Of course, that’s great for the slaves, but what about the other master? Simple: treat it as a slave to start, then create the replication account on the second master per #2 above. Assuming still no changes going on, do #3 on the second master. Then, on the first master, make it a slave per #5 above.
Creating the second set of slaves is essentially the same as above. The big key is to ensure that no changes are occurring on either master at steps 3 & 4.
So, how do I know if my masters and slaves are truly in sync?
Actually, take a look at the CHECKSUM TABLE MySQL command. I hacked together (meaning the code works perfectly fine but I don’t consider it worthy enough to include here) a Nagios check that uses this command on a master and slave.

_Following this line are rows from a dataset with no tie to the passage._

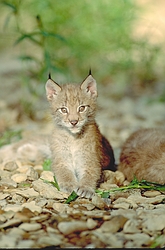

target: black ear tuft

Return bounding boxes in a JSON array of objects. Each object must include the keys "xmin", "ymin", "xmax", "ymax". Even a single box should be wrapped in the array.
[
  {"xmin": 89, "ymin": 68, "xmax": 92, "ymax": 76},
  {"xmin": 48, "ymin": 72, "xmax": 51, "ymax": 79}
]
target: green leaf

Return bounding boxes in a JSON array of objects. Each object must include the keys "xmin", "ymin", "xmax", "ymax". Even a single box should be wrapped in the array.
[
  {"xmin": 1, "ymin": 1, "xmax": 17, "ymax": 12},
  {"xmin": 95, "ymin": 176, "xmax": 165, "ymax": 197},
  {"xmin": 14, "ymin": 33, "xmax": 41, "ymax": 46},
  {"xmin": 40, "ymin": 30, "xmax": 66, "ymax": 42},
  {"xmin": 100, "ymin": 191, "xmax": 110, "ymax": 198},
  {"xmin": 65, "ymin": 191, "xmax": 79, "ymax": 204},
  {"xmin": 53, "ymin": 176, "xmax": 60, "ymax": 191},
  {"xmin": 42, "ymin": 159, "xmax": 52, "ymax": 171},
  {"xmin": 0, "ymin": 129, "xmax": 22, "ymax": 148}
]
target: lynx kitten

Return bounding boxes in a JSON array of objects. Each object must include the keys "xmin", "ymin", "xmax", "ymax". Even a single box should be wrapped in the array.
[
  {"xmin": 45, "ymin": 71, "xmax": 115, "ymax": 198},
  {"xmin": 118, "ymin": 128, "xmax": 165, "ymax": 184}
]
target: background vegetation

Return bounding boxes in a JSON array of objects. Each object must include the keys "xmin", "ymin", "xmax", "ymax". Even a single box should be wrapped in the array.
[{"xmin": 1, "ymin": 0, "xmax": 165, "ymax": 119}]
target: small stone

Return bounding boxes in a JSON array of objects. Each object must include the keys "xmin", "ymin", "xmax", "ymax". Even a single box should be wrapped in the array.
[
  {"xmin": 32, "ymin": 179, "xmax": 64, "ymax": 199},
  {"xmin": 82, "ymin": 203, "xmax": 95, "ymax": 211},
  {"xmin": 26, "ymin": 167, "xmax": 38, "ymax": 181},
  {"xmin": 12, "ymin": 193, "xmax": 26, "ymax": 203},
  {"xmin": 92, "ymin": 231, "xmax": 124, "ymax": 248},
  {"xmin": 37, "ymin": 235, "xmax": 63, "ymax": 246},
  {"xmin": 16, "ymin": 240, "xmax": 35, "ymax": 248},
  {"xmin": 87, "ymin": 218, "xmax": 97, "ymax": 229},
  {"xmin": 0, "ymin": 235, "xmax": 17, "ymax": 248},
  {"xmin": 0, "ymin": 178, "xmax": 17, "ymax": 188},
  {"xmin": 142, "ymin": 214, "xmax": 165, "ymax": 231},
  {"xmin": 143, "ymin": 190, "xmax": 161, "ymax": 197},
  {"xmin": 4, "ymin": 204, "xmax": 23, "ymax": 212},
  {"xmin": 3, "ymin": 210, "xmax": 15, "ymax": 220},
  {"xmin": 16, "ymin": 188, "xmax": 39, "ymax": 198},
  {"xmin": 128, "ymin": 193, "xmax": 165, "ymax": 205},
  {"xmin": 22, "ymin": 201, "xmax": 42, "ymax": 213},
  {"xmin": 53, "ymin": 202, "xmax": 67, "ymax": 213},
  {"xmin": 4, "ymin": 161, "xmax": 18, "ymax": 171},
  {"xmin": 17, "ymin": 165, "xmax": 30, "ymax": 173},
  {"xmin": 35, "ymin": 198, "xmax": 48, "ymax": 207},
  {"xmin": 0, "ymin": 218, "xmax": 21, "ymax": 229},
  {"xmin": 19, "ymin": 222, "xmax": 41, "ymax": 231},
  {"xmin": 0, "ymin": 193, "xmax": 10, "ymax": 200},
  {"xmin": 0, "ymin": 214, "xmax": 6, "ymax": 222},
  {"xmin": 113, "ymin": 202, "xmax": 130, "ymax": 209},
  {"xmin": 92, "ymin": 195, "xmax": 109, "ymax": 209},
  {"xmin": 8, "ymin": 227, "xmax": 25, "ymax": 237},
  {"xmin": 58, "ymin": 220, "xmax": 88, "ymax": 235},
  {"xmin": 11, "ymin": 173, "xmax": 27, "ymax": 183},
  {"xmin": 123, "ymin": 219, "xmax": 140, "ymax": 233},
  {"xmin": 40, "ymin": 171, "xmax": 55, "ymax": 182},
  {"xmin": 124, "ymin": 233, "xmax": 151, "ymax": 247},
  {"xmin": 99, "ymin": 215, "xmax": 127, "ymax": 233}
]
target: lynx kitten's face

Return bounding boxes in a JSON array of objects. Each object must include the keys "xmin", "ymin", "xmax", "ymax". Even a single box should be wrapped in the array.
[{"xmin": 45, "ymin": 74, "xmax": 97, "ymax": 134}]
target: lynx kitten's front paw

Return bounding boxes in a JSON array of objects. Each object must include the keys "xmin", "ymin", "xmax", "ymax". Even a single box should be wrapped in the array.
[{"xmin": 75, "ymin": 185, "xmax": 95, "ymax": 199}]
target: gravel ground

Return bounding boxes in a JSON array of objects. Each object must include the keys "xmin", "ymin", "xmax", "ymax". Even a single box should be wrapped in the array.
[{"xmin": 0, "ymin": 51, "xmax": 165, "ymax": 248}]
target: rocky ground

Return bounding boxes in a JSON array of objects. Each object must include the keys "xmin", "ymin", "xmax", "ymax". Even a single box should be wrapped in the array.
[{"xmin": 0, "ymin": 51, "xmax": 165, "ymax": 248}]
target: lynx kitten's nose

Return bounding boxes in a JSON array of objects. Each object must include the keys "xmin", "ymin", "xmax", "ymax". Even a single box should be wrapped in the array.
[{"xmin": 70, "ymin": 120, "xmax": 78, "ymax": 126}]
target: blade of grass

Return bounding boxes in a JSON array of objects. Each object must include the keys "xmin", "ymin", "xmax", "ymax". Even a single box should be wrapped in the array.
[
  {"xmin": 42, "ymin": 159, "xmax": 52, "ymax": 171},
  {"xmin": 0, "ymin": 129, "xmax": 22, "ymax": 147},
  {"xmin": 65, "ymin": 191, "xmax": 79, "ymax": 204},
  {"xmin": 96, "ymin": 177, "xmax": 165, "ymax": 197}
]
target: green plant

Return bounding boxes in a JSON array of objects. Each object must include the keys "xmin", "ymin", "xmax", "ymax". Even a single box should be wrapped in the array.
[
  {"xmin": 1, "ymin": 0, "xmax": 165, "ymax": 109},
  {"xmin": 41, "ymin": 175, "xmax": 165, "ymax": 203},
  {"xmin": 0, "ymin": 129, "xmax": 22, "ymax": 147},
  {"xmin": 42, "ymin": 158, "xmax": 52, "ymax": 171},
  {"xmin": 96, "ymin": 176, "xmax": 165, "ymax": 198}
]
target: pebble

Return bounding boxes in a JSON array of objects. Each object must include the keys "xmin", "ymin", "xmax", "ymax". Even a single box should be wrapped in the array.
[
  {"xmin": 32, "ymin": 179, "xmax": 64, "ymax": 199},
  {"xmin": 0, "ymin": 193, "xmax": 10, "ymax": 200},
  {"xmin": 143, "ymin": 190, "xmax": 161, "ymax": 197},
  {"xmin": 37, "ymin": 235, "xmax": 63, "ymax": 246},
  {"xmin": 0, "ymin": 218, "xmax": 22, "ymax": 229},
  {"xmin": 40, "ymin": 171, "xmax": 55, "ymax": 182},
  {"xmin": 19, "ymin": 222, "xmax": 41, "ymax": 231},
  {"xmin": 0, "ymin": 94, "xmax": 164, "ymax": 248},
  {"xmin": 86, "ymin": 218, "xmax": 98, "ymax": 229},
  {"xmin": 16, "ymin": 188, "xmax": 39, "ymax": 198},
  {"xmin": 22, "ymin": 201, "xmax": 42, "ymax": 213},
  {"xmin": 142, "ymin": 214, "xmax": 165, "ymax": 231},
  {"xmin": 0, "ymin": 178, "xmax": 17, "ymax": 188},
  {"xmin": 4, "ymin": 204, "xmax": 23, "ymax": 212},
  {"xmin": 11, "ymin": 173, "xmax": 27, "ymax": 183},
  {"xmin": 58, "ymin": 220, "xmax": 89, "ymax": 235},
  {"xmin": 26, "ymin": 167, "xmax": 38, "ymax": 181},
  {"xmin": 53, "ymin": 202, "xmax": 67, "ymax": 213},
  {"xmin": 92, "ymin": 194, "xmax": 109, "ymax": 209},
  {"xmin": 3, "ymin": 161, "xmax": 18, "ymax": 171},
  {"xmin": 123, "ymin": 219, "xmax": 141, "ymax": 233},
  {"xmin": 99, "ymin": 215, "xmax": 127, "ymax": 233}
]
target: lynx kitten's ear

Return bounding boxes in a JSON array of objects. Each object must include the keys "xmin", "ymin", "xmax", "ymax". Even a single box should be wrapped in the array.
[
  {"xmin": 80, "ymin": 71, "xmax": 97, "ymax": 97},
  {"xmin": 45, "ymin": 74, "xmax": 61, "ymax": 101}
]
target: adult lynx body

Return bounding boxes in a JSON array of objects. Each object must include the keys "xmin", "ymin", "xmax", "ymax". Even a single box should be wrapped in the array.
[{"xmin": 118, "ymin": 128, "xmax": 165, "ymax": 184}]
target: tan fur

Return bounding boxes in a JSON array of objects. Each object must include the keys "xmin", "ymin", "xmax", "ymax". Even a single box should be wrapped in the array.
[
  {"xmin": 45, "ymin": 72, "xmax": 115, "ymax": 198},
  {"xmin": 118, "ymin": 128, "xmax": 165, "ymax": 184}
]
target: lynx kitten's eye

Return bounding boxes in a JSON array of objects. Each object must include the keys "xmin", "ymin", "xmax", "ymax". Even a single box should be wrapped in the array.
[
  {"xmin": 60, "ymin": 107, "xmax": 68, "ymax": 114},
  {"xmin": 78, "ymin": 105, "xmax": 86, "ymax": 113}
]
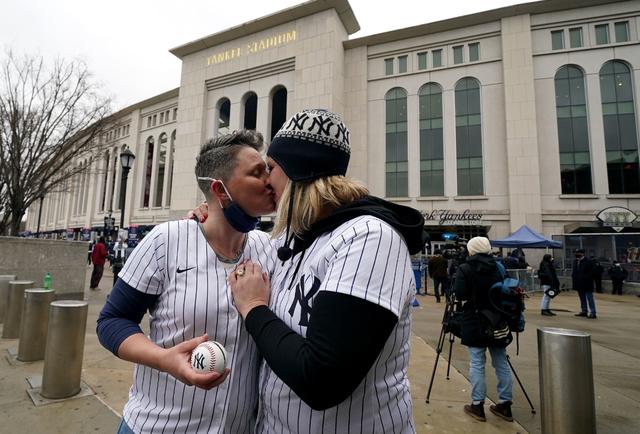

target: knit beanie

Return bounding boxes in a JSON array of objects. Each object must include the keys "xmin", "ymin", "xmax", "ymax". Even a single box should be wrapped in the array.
[
  {"xmin": 467, "ymin": 236, "xmax": 492, "ymax": 256},
  {"xmin": 267, "ymin": 108, "xmax": 351, "ymax": 182}
]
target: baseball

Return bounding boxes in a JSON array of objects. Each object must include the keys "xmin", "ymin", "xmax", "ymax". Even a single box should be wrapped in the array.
[{"xmin": 190, "ymin": 341, "xmax": 228, "ymax": 375}]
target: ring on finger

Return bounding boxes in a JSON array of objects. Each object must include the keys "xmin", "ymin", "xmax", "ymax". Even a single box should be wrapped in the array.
[{"xmin": 236, "ymin": 268, "xmax": 245, "ymax": 277}]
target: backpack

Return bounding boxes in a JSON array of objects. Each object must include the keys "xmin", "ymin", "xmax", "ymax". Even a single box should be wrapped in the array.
[{"xmin": 489, "ymin": 262, "xmax": 526, "ymax": 333}]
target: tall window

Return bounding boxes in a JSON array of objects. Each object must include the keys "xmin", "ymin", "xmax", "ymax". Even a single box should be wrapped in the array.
[
  {"xmin": 154, "ymin": 134, "xmax": 167, "ymax": 207},
  {"xmin": 569, "ymin": 28, "xmax": 583, "ymax": 48},
  {"xmin": 270, "ymin": 86, "xmax": 287, "ymax": 141},
  {"xmin": 243, "ymin": 92, "xmax": 258, "ymax": 130},
  {"xmin": 100, "ymin": 151, "xmax": 109, "ymax": 211},
  {"xmin": 83, "ymin": 159, "xmax": 91, "ymax": 214},
  {"xmin": 600, "ymin": 60, "xmax": 639, "ymax": 193},
  {"xmin": 551, "ymin": 30, "xmax": 564, "ymax": 50},
  {"xmin": 417, "ymin": 52, "xmax": 427, "ymax": 70},
  {"xmin": 469, "ymin": 43, "xmax": 480, "ymax": 62},
  {"xmin": 455, "ymin": 78, "xmax": 483, "ymax": 195},
  {"xmin": 595, "ymin": 24, "xmax": 609, "ymax": 45},
  {"xmin": 167, "ymin": 130, "xmax": 176, "ymax": 206},
  {"xmin": 398, "ymin": 55, "xmax": 408, "ymax": 73},
  {"xmin": 142, "ymin": 137, "xmax": 154, "ymax": 207},
  {"xmin": 453, "ymin": 46, "xmax": 463, "ymax": 64},
  {"xmin": 109, "ymin": 152, "xmax": 118, "ymax": 211},
  {"xmin": 555, "ymin": 65, "xmax": 592, "ymax": 194},
  {"xmin": 432, "ymin": 49, "xmax": 442, "ymax": 67},
  {"xmin": 217, "ymin": 98, "xmax": 230, "ymax": 136},
  {"xmin": 419, "ymin": 83, "xmax": 444, "ymax": 196},
  {"xmin": 385, "ymin": 88, "xmax": 408, "ymax": 197},
  {"xmin": 615, "ymin": 21, "xmax": 629, "ymax": 43},
  {"xmin": 384, "ymin": 58, "xmax": 394, "ymax": 75}
]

Note that if the check runs at just the wrong time, there’s a possibility of the checksums being different. If you’re building your tables from scratch, I would strongly recommend that you create them with CHECKSUM=1 as an option to speed up the query.
Here’s a script I wrote to test that:
#!/bin/sh /bin/rm -f /usr/local/var/mysql/(db-to-check).sql /usr/bin/mysqldump --skip-extended-insert --database (db-to-check) \ -u root --password=(DANGER! PW IN PLAIN TEXT!) | \ grep INSERT > /usr/local/var/mysql/(db-to-check).sql /usr/bin/md5sum /usr/local/var/mysql/(db-to-check).sql “–skip-extended-insert” puts each row on it’s own INSERT line, which makes life easier if you run into issues and want to diff or sdiff a couple of files and compare them. The “grep INSERT” is used as there can be comments or other data in the raw mysqldump of a database that will never match up between a master and a slave … but at the very least, the collection of INSERT lines should match. Run this script on a master and a slave at roughly the same time (assuming no update or insert has occurred between the two executions) and they should spit out the same MD5 signature. If they don’t … well, that’s how I figured out I was missing updates on slaves from the “other” master.
Please note: If you have a MySQL 5.0 master and copy the data to a MySQL 5.1 slave, after copying your db and mysql data to the slave and restarting MySQL on the slave, run:
mysql_fix_privilege_tables --user=root --password=(your root pass) --verbose
It will dump a lot of info that’s probably not that important. 5.1 includes additional info tables that are not there in 5.0. Failure to run this will cause error messages somewhere along the line (probably at the “CHANGE MASTER” stage).